David Lee wrote:
On Thu, 23 Mar 2006, Craig Morrison wrote:
At any rate and to try and bring this discussion somewhat back on topic,
strftime makes it trivial to change date formats merely by changing the
format string given as one of its arguments. Any debate regarding
difficulty of change by the vendor is mere smoke being blown into the wind.

My own reading of 2822 (especially 4.3, last paragraph about "obs-zone")
is that this specification is definitely unwise: it violates the
convention (care: not itself factual) "be conservative in what you send".

This is the crux of the situation right here.

The vendor is assuming that others will swallow their spewage and account for it.

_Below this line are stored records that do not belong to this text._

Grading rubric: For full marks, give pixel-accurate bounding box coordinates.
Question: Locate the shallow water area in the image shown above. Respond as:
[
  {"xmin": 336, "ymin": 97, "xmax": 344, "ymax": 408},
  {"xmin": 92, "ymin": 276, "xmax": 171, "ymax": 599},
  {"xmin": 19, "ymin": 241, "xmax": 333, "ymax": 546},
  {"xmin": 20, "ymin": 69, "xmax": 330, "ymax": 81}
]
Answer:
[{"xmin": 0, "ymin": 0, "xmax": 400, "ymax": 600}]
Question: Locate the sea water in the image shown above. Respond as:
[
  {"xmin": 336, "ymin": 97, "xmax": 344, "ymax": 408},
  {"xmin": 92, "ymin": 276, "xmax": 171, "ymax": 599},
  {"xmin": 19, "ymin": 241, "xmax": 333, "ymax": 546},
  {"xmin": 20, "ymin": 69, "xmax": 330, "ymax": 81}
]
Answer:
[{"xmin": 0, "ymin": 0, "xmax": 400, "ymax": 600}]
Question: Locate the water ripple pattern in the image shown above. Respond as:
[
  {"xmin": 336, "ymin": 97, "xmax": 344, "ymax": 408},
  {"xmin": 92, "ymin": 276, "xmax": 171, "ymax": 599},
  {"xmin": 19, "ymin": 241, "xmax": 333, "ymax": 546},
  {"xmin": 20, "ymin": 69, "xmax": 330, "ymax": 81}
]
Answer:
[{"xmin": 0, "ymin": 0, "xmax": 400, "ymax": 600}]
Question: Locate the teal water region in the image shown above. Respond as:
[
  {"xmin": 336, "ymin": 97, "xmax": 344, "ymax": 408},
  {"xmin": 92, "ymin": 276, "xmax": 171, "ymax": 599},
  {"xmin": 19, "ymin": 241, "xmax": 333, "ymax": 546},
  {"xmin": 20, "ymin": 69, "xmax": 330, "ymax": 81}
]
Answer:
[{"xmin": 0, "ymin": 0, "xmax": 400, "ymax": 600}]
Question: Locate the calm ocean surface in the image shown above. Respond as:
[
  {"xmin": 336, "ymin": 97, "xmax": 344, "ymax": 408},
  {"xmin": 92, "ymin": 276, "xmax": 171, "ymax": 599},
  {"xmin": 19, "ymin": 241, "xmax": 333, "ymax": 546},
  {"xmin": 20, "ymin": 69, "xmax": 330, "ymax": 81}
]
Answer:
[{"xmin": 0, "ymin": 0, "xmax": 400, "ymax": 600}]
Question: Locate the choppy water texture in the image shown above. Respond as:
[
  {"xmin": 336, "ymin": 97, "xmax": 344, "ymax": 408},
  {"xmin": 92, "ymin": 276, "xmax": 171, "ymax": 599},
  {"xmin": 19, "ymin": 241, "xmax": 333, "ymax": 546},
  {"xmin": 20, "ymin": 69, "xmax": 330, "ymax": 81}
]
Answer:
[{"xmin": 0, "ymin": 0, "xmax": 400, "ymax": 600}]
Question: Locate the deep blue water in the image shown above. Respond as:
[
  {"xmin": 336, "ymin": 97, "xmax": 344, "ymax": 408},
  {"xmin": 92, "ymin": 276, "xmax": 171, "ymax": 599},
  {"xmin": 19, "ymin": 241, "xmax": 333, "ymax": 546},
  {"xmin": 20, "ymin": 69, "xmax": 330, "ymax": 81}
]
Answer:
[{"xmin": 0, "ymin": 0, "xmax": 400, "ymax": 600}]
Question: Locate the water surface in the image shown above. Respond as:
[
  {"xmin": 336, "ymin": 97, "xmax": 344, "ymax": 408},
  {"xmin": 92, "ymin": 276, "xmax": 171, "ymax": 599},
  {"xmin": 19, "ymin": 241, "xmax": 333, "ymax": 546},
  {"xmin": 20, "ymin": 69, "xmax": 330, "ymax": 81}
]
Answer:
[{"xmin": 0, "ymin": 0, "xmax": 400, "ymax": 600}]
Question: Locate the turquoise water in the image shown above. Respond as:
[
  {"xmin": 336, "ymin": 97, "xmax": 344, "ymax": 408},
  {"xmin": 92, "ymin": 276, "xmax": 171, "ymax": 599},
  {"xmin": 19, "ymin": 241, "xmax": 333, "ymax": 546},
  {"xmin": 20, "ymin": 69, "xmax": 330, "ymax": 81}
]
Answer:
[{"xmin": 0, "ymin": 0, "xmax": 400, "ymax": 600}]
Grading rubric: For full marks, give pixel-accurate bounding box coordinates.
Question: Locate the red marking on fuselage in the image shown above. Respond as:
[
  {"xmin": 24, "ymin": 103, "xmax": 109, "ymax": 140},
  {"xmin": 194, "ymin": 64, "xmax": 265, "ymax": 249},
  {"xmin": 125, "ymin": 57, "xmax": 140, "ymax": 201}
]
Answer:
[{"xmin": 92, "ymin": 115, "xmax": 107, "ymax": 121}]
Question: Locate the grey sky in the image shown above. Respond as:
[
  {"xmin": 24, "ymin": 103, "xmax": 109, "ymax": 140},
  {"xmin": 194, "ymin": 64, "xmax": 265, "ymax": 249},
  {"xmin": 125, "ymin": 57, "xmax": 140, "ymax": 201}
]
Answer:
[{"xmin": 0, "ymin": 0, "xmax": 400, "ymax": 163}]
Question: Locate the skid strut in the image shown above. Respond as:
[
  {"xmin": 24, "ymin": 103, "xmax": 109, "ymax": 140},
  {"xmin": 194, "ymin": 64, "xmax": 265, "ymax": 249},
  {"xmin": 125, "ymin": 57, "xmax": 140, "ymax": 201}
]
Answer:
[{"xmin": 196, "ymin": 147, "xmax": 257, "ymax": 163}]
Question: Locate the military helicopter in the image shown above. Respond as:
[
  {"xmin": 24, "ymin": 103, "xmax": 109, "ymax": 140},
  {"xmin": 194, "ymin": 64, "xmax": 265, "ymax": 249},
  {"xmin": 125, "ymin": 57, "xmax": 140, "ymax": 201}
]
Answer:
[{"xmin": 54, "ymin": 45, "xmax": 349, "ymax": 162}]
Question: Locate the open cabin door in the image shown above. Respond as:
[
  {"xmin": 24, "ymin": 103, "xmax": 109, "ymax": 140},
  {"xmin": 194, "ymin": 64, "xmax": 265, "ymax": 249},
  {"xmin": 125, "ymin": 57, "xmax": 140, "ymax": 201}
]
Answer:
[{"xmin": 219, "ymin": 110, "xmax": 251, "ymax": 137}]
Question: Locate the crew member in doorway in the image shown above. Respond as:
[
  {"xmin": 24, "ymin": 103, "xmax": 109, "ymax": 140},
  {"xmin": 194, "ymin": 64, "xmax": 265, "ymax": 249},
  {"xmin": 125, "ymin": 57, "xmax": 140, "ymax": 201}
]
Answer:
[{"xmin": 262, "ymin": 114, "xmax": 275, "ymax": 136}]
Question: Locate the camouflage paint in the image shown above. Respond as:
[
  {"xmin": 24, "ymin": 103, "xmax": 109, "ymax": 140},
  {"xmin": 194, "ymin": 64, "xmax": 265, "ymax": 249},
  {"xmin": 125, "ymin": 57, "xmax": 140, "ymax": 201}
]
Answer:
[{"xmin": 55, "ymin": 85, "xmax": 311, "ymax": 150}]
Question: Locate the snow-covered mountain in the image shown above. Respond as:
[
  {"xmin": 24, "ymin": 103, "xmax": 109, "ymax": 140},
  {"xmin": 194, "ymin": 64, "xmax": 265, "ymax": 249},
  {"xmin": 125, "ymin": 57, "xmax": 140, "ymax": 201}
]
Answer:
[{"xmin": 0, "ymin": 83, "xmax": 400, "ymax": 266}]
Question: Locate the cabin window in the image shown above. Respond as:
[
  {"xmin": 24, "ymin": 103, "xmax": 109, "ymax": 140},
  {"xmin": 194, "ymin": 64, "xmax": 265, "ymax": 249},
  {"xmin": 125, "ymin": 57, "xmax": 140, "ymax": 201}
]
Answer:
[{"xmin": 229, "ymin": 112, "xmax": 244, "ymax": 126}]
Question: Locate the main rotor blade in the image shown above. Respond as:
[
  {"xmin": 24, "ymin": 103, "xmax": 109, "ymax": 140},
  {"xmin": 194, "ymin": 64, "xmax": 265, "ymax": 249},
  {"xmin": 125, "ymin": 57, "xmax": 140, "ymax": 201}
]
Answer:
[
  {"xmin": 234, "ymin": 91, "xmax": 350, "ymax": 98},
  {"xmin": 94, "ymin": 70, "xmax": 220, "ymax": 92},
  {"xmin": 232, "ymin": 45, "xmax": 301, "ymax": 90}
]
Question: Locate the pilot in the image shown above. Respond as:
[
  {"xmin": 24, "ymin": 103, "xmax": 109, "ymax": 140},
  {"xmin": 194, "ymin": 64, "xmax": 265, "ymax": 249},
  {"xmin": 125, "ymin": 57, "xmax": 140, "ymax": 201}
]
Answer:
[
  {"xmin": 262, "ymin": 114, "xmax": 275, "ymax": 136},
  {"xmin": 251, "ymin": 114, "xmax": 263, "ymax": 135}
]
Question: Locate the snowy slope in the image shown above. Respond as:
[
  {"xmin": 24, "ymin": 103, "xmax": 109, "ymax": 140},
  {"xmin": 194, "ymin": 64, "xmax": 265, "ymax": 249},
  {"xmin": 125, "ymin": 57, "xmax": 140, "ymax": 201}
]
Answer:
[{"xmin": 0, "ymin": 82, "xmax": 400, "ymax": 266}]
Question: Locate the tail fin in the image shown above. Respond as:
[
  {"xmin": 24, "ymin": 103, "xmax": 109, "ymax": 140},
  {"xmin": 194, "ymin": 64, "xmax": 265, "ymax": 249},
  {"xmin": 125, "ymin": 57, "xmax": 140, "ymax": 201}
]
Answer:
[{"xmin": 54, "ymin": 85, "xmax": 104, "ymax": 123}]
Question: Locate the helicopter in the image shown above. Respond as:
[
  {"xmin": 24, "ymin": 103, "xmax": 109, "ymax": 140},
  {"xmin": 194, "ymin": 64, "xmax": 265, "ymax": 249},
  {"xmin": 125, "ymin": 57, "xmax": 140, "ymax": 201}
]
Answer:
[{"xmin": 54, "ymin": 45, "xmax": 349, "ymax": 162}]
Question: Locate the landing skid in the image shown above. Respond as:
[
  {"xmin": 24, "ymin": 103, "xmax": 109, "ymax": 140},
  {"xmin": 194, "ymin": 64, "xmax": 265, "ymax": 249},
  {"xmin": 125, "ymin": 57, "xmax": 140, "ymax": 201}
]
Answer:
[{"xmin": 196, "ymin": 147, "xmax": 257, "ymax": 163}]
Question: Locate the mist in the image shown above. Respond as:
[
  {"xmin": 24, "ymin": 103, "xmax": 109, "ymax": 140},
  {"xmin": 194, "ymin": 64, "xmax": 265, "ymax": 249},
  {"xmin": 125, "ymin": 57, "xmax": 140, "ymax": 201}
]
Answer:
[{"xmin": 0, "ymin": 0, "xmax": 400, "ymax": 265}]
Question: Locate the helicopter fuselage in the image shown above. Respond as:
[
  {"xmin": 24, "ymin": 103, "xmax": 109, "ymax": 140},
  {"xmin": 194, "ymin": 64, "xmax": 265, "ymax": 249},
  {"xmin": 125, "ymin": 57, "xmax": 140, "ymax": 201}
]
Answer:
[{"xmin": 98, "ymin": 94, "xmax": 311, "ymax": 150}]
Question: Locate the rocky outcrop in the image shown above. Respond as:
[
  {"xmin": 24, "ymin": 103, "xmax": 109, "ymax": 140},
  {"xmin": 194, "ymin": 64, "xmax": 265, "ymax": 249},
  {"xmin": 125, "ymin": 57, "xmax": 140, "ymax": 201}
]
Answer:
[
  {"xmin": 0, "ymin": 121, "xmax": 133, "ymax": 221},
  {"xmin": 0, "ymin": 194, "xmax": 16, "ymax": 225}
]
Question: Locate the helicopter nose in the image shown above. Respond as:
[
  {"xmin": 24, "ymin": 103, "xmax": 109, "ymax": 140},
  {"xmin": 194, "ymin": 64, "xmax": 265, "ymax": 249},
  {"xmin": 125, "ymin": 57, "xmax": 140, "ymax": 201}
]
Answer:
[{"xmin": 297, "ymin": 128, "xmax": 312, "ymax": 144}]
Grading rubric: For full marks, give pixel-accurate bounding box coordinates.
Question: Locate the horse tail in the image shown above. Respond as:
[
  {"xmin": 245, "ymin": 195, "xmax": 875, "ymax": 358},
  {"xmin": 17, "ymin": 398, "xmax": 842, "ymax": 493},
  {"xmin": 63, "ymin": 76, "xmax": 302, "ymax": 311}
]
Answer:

Further, 2822 section 3.3 has:
   date-time       =       [ day-of-week "," ] date FWS time [CFWS]
   ...
   time            =       time-of-day FWS zone
   ...
   zone            =       (( "+" / "-" ) 4DIGIT) / obs-zone

Taking FWS and CFWS into consideration, this _seems_ more clearly to put
that "Date:" form the ISP in technical breach.  Do we agree that such
"breach"  classification is a correct, technically demonstrable,
derivation from 822 and 2822?

I didn't make myself clear earlier (and before this thread strayed off-topic), yes, technically they are in breach of the specification.

However, if they wish to use their current format all they need do is drop anything beyond the 3 letter time zone (e.g; 'Standard Time') and it will bring their date-time back into spec.

That being said, it would behoove them to use ((+/-) 4DIGIT) as it removes all ambiguity for the zone in question and that is what the revision in RFC2822 is all about.